1) No one in government is going to get those coal jobs (or manufacturing jobs) back. I don't think anyone who promised to meant a word. And the Democrats in congress can block a lot of votes to prevent environmental apocalypse. (The Rs don't have 60%.)

B. Any major shift in work life (early mankind adopting agriculture, the industrial revolution, the rise of .com and e-commerce) brings upheaval. Some changes are good. Some are bad. Some changes are split between good for one and bad for another. All changes have required some people to adapt to relocation, loss of livelihood, and great stress. Former hunter/gatherers didn't hire guides when they could now grow their own. Large numbers of farm workers moved from rural areas to get manufacturing jobs in cities, many women, many exploited. And now, like me, Adam, and Ariane, some work from home by computer rather than going into a job in town. And steelworkers and coal miners have no jobs near home.

The "low class" woman reminds me of myself. I needed to create a whole new way to be in the world, more because of bad family issues than national issues. I had few resources. The military got me the hell out of town. And the things that were untenable back home were improved. I had to leave my home and some dear people. But my daughter is in much better position than she'd have been in had I stayed.

The woman who faces a split family and hard times gets my sympathy and empathy. I want her to find a way to have a good family life and plenty. I'm willing to pay taxes to get her and/or her husband some retraining. I'd support tax breaks if they have to move.

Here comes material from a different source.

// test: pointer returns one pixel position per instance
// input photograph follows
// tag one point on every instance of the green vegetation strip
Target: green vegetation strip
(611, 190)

But I won't give her what she wants. I won't support reopening those coal mines. It's wrong for more people than it is right for. I'm sorry. She's in for hard times to come this next four years.

Later this morning, I learned Elton John has the photo "Migrant Mother" by Dorothea Lange.


It seemed fitting to put her here.



1 comment:

  1. Yes, yes, yes. I support paying taxes to get all of us the things we need that we cannot provide ourselves individually. Change is hard. Change is hard. Change is good.